Sanki daha önce benzer bir varlıkla karşılaşmış, bu tepkiyi vermişti.
Bunu içgüdüsel olarak reddetmek istedi, ama birkaç yıl öncesinden bir anı zihninde belirdi.
O gece, detayları hatırlayamıyordu, net görüntüler de yoktu, sadece uyuşturulmuş gibi hissetmişti, bedeni neredeyse kontrol edilemez bir sıcaklıkla yanıyordu.
Ertesi sabah, çarşaflar dağınıktı, ama odada başka birinin olduğuna dair bir iz yoktu.
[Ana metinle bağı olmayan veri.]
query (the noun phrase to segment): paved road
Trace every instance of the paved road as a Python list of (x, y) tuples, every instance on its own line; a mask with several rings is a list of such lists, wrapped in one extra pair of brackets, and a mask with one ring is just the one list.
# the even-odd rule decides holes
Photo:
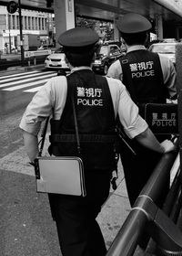
[[(18, 128), (25, 105), (48, 79), (34, 71), (0, 73), (0, 256), (61, 256), (47, 196), (35, 192)], [(107, 248), (130, 210), (121, 165), (117, 183), (97, 218)]]

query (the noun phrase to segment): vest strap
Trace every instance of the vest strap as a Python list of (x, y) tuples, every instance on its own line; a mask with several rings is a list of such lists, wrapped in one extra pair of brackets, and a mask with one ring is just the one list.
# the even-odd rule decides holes
[[(79, 134), (81, 143), (115, 143), (116, 135), (103, 134)], [(76, 143), (76, 134), (52, 134), (49, 136), (50, 143)]]

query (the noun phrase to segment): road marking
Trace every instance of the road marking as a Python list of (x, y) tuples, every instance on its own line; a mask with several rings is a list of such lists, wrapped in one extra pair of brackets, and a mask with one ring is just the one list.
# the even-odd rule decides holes
[(34, 88), (28, 89), (28, 90), (25, 90), (23, 91), (24, 92), (35, 92), (35, 91), (39, 91), (41, 89), (41, 87), (43, 87), (43, 85), (37, 86), (37, 87), (34, 87)]
[[(55, 72), (53, 71), (47, 71), (47, 72), (40, 72), (40, 71), (35, 71), (34, 73), (31, 72), (31, 74), (28, 73), (24, 73), (24, 74), (16, 74), (15, 76), (8, 76), (8, 79), (5, 79), (5, 77), (1, 77), (1, 81), (0, 81), (0, 84), (4, 84), (5, 82), (6, 81), (10, 81), (10, 80), (15, 80), (14, 78), (15, 77), (15, 79), (19, 79), (20, 77), (25, 77), (25, 78), (30, 78), (30, 77), (35, 77), (35, 76), (38, 76), (39, 74), (55, 74)], [(21, 78), (20, 78), (21, 79)]]
[(23, 88), (26, 88), (26, 87), (30, 87), (30, 86), (34, 86), (34, 85), (39, 85), (41, 83), (45, 83), (49, 79), (36, 80), (36, 81), (29, 82), (29, 83), (26, 83), (26, 84), (20, 84), (20, 85), (13, 86), (13, 87), (10, 87), (10, 88), (3, 89), (2, 91), (16, 91), (16, 90), (20, 90), (20, 89), (23, 89)]
[[(46, 75), (46, 76), (42, 76), (41, 78), (39, 78), (39, 80), (37, 80), (38, 78), (36, 78), (36, 81), (34, 81), (34, 82), (29, 82), (29, 83), (26, 83), (25, 84), (25, 82), (28, 82), (30, 80), (35, 80), (35, 78), (31, 78), (31, 79), (25, 79), (22, 81), (12, 81), (12, 82), (9, 82), (7, 84), (4, 84), (4, 85), (0, 85), (0, 88), (3, 88), (3, 87), (8, 87), (8, 86), (11, 86), (11, 85), (15, 85), (15, 84), (20, 84), (20, 85), (16, 85), (16, 86), (13, 86), (13, 87), (10, 87), (10, 88), (5, 88), (5, 89), (3, 89), (3, 91), (15, 91), (15, 90), (19, 90), (19, 89), (22, 89), (22, 88), (25, 88), (25, 87), (30, 87), (30, 86), (33, 86), (33, 85), (35, 85), (35, 84), (39, 84), (40, 82), (46, 82), (48, 80), (48, 79), (52, 78), (52, 77), (56, 77), (57, 74), (51, 74), (51, 75)], [(41, 79), (46, 79), (46, 80), (41, 80)]]
[[(34, 70), (34, 71), (28, 71), (28, 74), (30, 73), (38, 73), (39, 71), (38, 70)], [(1, 80), (2, 79), (6, 79), (6, 78), (14, 78), (14, 77), (18, 77), (18, 76), (25, 76), (25, 73), (18, 73), (18, 74), (12, 74), (12, 75), (8, 75), (8, 76), (1, 76)]]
Isabella tam zamanında ortaya çıkmış, birlikte olduklarını iddia etmişti.
Yarı inandırılmıştı, başka şüpheli de yoktu.
Hatta güvenlik kameraları bile değiştirilmiş gibiydi, hiçbir şey göstermiyordu.
Yıllar boyunca Isabella'ya karşı başka bir tepki göstermemiş, ona dokunma isteği duymamıştı. Ama o geceyi net hatırlıyordu, bu yüzden Isabella'nın yanında kalmasına izin vermişti.
Sonrasında, bunu içki partisinde bir tuzak olarak görmüş ve üzerinde fazla durmamıştı.
Ama şimdi, havaalanındaki kadını düşününce, nedense o açıklanamaz sıcaklık tekrar yükselmeye başladı, alt karnından sinir uçlarına doğru yayıldı.
Killian gözlerini kapattı, sakinleşmeye çalıştı, ama boğazının kuruduğunu fark etti.